Long Island University C. W. Post Campus
cwpost.liu.edu/cwis/cwp/
File:Liu post logo.jpgLIU Post (formerly named C.W. Post Campus of Long Island University and often referred to as C.W. Post) is a private institution of higher education located in Brookville in Nassau County, New York, United States. It is the largest campus of the private Long Island University system.
The campus is named after breakfast cereal inventor Charles William Post, father of Marjorie Merriweather Post, who sold the property to LIU in 1951 for $200,000 ($1,790,769 today). Three years after it acquired the property, LIU renamed it in honor of Post's father.
Read more about Long Island University C. W. Post Campus: History, Campus, Residence Life, Academics, Rebranding Campaign, Accreditations, Rankings, Student Life, Athletics, Notable Faculty, Notable Alumni
Famous quotes containing the words long, island, university and/or post:
“To be shelterless and alone in the open country, hearing the wind moan and watching for day through the whole long weary night; to listen to the falling rain, and crouch for warmth beneath the lee of some old barn or rick, or in the hollow of a tree; are dismal thingsbut not so dismal as the wandering up and down where shelter is, and beds and sleepers are by thousands; a houseless rejected creature.”
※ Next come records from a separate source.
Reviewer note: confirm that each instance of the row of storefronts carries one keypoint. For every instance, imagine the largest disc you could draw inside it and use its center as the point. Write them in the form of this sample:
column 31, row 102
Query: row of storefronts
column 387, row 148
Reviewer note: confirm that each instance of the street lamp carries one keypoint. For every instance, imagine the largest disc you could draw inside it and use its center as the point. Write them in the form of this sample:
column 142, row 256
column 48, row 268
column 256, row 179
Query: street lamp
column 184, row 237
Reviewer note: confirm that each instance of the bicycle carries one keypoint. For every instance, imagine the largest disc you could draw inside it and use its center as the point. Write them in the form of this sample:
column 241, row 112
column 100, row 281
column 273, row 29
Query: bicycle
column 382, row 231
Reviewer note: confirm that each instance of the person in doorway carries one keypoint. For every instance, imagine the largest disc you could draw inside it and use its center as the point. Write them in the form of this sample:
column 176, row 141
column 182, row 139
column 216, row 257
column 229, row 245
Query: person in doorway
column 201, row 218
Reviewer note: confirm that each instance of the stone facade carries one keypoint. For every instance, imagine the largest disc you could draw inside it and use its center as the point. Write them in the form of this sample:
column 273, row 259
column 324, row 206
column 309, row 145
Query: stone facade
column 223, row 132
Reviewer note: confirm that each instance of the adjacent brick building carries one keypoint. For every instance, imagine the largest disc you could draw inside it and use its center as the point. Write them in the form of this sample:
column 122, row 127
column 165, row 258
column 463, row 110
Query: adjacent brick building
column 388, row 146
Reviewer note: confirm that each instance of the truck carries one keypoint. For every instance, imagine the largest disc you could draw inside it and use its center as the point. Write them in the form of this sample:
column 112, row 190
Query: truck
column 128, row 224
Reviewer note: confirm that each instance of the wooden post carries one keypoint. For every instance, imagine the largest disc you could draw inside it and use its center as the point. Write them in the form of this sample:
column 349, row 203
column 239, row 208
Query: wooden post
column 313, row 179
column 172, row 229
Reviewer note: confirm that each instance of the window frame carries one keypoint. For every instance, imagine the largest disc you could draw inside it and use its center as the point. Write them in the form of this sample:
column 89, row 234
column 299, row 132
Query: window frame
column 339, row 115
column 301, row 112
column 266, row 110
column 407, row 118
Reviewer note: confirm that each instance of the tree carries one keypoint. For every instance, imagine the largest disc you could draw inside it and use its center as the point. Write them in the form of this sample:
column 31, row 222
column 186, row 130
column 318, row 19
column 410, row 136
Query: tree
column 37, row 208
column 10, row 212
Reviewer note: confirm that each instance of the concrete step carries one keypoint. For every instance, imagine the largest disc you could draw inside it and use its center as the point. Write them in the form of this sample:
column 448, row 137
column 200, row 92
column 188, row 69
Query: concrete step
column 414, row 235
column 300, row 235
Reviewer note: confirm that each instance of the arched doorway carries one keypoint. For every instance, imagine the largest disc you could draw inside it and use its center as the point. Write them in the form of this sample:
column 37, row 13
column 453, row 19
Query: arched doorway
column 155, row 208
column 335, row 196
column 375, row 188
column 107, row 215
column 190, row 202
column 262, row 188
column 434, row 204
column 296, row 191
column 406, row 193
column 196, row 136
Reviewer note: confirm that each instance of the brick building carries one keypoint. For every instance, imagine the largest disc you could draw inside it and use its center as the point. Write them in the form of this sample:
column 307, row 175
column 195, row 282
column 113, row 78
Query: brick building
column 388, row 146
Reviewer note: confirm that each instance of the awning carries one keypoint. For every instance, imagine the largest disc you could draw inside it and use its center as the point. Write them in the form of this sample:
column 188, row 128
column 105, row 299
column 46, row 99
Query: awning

—Charles Dickens (18121870)
“Your kind doesnt just kill men. You murder their spirits, you strangle their last breath of hope and freedom, so that you, the chosen few, can rule your slaves in ease and luxury. Youre a sadist just like the others, Heiser, with no resource but violence and no feeling but fear, the kind youre feeling now. Youre drowning, Heiser, drowning in the ocean of blood around this barren little island you call the New Order.”
—Curtis Siodmak (19021988)
“The university must be retrospective. The gale that gives direction to the vanes on all its towers blows out of antiquity.”
—Ralph Waldo Emerson (18031882)
“My business is stanching blood and feeding fainting men; my post the open field between the bullet and the hospital. I sometimes discuss the application of a compress or a wisp of hay under a broken limb, but not the bearing and merits of a political movement. I make gruelnot speeches; I write letters home for wounded soldiers, not political addresses.”